# First visit



## petronella64 (Jul 24, 2008)

Hello all! This is my first visit to this place. I'm an older lady who writes speculative fiction as far as I can tell. Going to have a look around the site.


----------



## Sam (Jul 24, 2008)

Welcome to the forum, Petronella64. Glad to have you with us.


----------



## The Prodigy (Jul 24, 2008)

Welcome to WF.


----------



## Mintzs (Jul 24, 2008)

Welcome to the forums! You can call me Kelsey!


----------



## JHB (Jul 24, 2008)

Hello and welcome!


----------



## terrib (Jul 24, 2008)

welcome 64, glad to have you honey


----------



## No Brakes (Jul 24, 2008)

Welcome!

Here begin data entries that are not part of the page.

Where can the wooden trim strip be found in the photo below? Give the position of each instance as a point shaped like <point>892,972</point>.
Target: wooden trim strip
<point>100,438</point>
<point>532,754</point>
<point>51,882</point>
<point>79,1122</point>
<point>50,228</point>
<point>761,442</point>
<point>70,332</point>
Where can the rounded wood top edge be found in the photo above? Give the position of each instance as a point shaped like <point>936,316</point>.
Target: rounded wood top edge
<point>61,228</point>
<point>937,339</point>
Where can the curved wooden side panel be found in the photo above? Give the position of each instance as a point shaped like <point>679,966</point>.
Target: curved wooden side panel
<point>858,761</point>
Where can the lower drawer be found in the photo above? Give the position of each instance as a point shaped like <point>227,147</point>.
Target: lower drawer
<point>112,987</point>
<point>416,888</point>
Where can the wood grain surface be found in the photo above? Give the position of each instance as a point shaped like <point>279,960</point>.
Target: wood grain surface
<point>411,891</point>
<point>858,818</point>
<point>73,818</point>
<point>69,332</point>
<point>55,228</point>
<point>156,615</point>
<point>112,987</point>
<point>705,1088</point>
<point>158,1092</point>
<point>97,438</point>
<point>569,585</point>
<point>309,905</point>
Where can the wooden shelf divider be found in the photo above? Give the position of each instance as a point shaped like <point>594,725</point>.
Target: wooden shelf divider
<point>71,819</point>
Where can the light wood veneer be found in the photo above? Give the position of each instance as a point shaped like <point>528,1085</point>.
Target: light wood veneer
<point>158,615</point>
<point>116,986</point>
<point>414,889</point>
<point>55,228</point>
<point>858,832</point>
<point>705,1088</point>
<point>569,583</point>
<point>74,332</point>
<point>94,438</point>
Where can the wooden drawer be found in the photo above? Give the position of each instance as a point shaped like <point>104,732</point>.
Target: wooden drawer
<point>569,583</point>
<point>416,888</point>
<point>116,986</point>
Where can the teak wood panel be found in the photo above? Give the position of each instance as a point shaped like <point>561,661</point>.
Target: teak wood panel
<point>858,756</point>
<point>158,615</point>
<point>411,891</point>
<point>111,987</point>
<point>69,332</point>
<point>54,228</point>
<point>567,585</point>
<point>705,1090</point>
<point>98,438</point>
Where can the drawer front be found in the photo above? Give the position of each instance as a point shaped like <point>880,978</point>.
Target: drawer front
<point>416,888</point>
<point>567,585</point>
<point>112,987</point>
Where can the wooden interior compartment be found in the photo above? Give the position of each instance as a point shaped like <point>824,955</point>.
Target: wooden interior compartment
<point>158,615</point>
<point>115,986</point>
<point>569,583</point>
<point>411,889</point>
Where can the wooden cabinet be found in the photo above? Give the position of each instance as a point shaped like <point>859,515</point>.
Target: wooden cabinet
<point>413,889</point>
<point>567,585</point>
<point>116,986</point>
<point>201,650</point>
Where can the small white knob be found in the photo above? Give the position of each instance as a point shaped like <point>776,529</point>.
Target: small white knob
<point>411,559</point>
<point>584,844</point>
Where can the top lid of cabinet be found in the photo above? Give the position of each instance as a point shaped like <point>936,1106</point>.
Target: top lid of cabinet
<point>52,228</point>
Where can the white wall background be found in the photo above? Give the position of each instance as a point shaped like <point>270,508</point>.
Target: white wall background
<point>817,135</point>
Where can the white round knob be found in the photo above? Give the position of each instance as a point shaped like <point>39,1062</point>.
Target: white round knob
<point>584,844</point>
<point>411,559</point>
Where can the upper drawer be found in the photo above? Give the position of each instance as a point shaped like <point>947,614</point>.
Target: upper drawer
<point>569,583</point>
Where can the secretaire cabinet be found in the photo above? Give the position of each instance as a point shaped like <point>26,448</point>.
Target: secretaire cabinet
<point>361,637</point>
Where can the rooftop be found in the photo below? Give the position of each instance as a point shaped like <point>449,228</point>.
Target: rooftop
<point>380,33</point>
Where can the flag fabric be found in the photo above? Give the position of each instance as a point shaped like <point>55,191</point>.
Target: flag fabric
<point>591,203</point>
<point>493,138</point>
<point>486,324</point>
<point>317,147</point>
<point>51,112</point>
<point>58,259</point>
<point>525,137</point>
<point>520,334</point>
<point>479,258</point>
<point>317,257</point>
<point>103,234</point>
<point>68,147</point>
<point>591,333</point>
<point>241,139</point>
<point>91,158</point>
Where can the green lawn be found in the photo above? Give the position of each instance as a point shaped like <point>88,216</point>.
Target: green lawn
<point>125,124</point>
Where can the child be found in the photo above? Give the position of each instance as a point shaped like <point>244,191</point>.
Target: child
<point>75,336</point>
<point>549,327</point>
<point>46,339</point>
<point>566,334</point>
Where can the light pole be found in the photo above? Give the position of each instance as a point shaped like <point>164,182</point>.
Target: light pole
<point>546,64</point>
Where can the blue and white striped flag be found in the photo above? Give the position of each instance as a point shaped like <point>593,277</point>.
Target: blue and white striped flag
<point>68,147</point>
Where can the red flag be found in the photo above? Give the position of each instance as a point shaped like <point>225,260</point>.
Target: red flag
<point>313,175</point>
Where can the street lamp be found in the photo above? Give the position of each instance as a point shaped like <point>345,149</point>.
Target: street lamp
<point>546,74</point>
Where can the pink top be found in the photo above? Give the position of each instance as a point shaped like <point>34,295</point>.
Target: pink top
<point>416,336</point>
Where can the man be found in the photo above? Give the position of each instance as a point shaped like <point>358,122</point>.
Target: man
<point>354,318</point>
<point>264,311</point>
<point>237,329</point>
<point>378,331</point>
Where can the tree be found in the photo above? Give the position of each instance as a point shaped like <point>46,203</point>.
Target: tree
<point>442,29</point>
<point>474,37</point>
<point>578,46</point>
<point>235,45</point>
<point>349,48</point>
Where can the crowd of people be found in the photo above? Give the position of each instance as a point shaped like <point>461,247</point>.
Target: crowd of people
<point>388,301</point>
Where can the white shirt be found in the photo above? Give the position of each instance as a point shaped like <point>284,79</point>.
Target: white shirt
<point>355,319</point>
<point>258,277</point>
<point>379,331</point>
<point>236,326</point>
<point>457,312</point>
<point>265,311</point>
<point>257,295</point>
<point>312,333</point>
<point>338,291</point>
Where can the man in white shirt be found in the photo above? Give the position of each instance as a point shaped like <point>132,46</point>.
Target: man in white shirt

Hope you enjoy yourself.


----------



## ohdear (Jul 25, 2008)

hello there petronella 64

speculative fiction. an interesting genre.

have fun.


----------



## Tiamat (Jul 25, 2008)

Hello to you and welcome to WF.  Glad to have you with us.


----------



## SparkyLT (Jul 25, 2008)

hey and welcome, great to have you, petronella64.


----------



## JHB (Jul 25, 2008)

Hello and welcome!


----------



## SparkyLT (Jul 25, 2008)

hey JHB... ...you already said that


----------



## petronella64 (Jul 25, 2008)

Thank you all for your nice welcomes! :-D


----------



## Shinn (Jul 26, 2008)

Hey there and welcome


----------



## JHB (Jul 26, 2008)

SparkyLT said:


> hey JHB... ...you already said that



How the.....?


----------



## Damien. (Jul 26, 2008)

That's oddddd and therefore funnnnnny


----------



## Industrial (Jul 27, 2008)

i forgot to say welcome so:

welcome to the internet sensation with over 5 billion members worldwide.


----------



## skywalker21 (Jul 27, 2008)

Welcome. I hope I get to see your work soon.


----------



## petronella64 (Jul 28, 2008)

If anyone is interested I've posted an excerpt from my novel in progress in the Fiction forum - it's called The Mirror.


----------



## Battlemage (Jul 28, 2008)

Hey, jus' stopping by to welcome you to the site.  Have fun.  I insist.

-Battlemage


----------